As covardias do programa da Band reproduzem conservadorismos estruturais do Brasil, uma vez que sussurram para os telespectadores que devemos nos indignar com os políticos corruptos, sem a sugestão de rupturas com a lógica maquiavélica que rege os principais órgãos políticos do País.

São programas como o CQC que carnavalizam o Brasil e bestializam os brasileiros. Por meio da comédia a respeito de questões sociais, levantamos de nossos confortáveis sofás e dormimos tranquilos. No máximo, vamos a passeatas e voltamos para casa com a sensação de termos contribuído para um país mais justo. Os grandes jornais reforçam essa questão quando estampam em suas capas fotos desse carnaval fora de época. E o pior: são vendidos como água.

Entretanto, não somos medíocres, por isso devo discordar do termo “mediocridade alheia”, presente em seu artigo. Existe um abismo entre ser medíocre e ser tratado como tal pelos conglomerados midiáticos. Estes almejam, por fim, manter em nossas mentes a ilusória sensação de que tudo vai bem, pois alguém como Marcelo Tas estaria denunciando os descasos políticos por nós.
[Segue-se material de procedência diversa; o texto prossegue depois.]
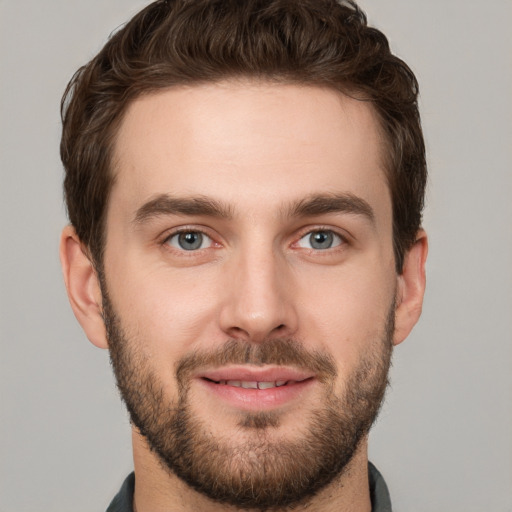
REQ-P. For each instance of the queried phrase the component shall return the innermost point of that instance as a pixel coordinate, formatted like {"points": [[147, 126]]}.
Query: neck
{"points": [[159, 490]]}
Medíocre é quem dita essas regras e se esquece de que todos nós somos autores da política, incluída a tribo do CQC, de acordo com o senhor.
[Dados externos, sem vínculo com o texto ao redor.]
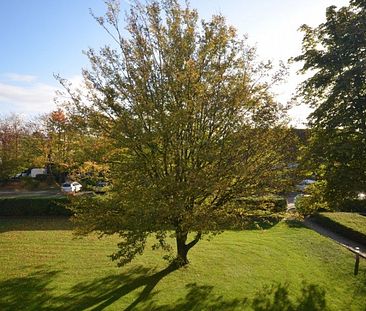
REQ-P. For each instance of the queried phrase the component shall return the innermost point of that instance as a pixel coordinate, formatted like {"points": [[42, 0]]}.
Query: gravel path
{"points": [[349, 244]]}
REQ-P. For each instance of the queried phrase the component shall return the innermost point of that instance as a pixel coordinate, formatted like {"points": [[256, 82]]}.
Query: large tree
{"points": [[334, 53], [191, 121]]}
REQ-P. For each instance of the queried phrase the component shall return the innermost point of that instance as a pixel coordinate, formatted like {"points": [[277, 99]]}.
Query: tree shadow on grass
{"points": [[35, 292], [32, 292], [35, 223], [99, 294]]}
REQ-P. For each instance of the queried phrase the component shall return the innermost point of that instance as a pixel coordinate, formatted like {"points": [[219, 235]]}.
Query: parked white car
{"points": [[303, 184], [71, 187]]}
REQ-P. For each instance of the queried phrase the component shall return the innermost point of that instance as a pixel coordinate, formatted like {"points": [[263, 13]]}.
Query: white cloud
{"points": [[22, 94], [31, 99], [20, 77], [299, 114]]}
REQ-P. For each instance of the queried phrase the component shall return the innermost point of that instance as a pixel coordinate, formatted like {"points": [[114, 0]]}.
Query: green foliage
{"points": [[268, 203], [192, 124], [333, 54], [34, 206], [313, 200], [354, 205]]}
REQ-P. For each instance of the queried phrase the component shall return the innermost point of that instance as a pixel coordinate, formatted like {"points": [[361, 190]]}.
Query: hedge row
{"points": [[34, 206], [358, 206], [55, 205], [267, 203], [339, 228]]}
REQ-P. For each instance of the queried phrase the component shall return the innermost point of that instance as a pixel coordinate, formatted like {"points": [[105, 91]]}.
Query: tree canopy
{"points": [[335, 54], [192, 125]]}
Acredito que o seu artigo seja uma exceção positiva em meio à liquidez e à superficialidade do jornalismo em crise. Pensar a mídia de forma metalinguística é refletir criticamente acerca das vozes que compõem a cultura brasileira. Essas vozes são nossas e têm muito mais força do que os sussurros covardes de muitos programas da televisão brasileira. Se formos rir das crises políticas e jornalísticas, que isso seja influenciado pelas ironias e ceticismos machadianos, e não pelo riso besta.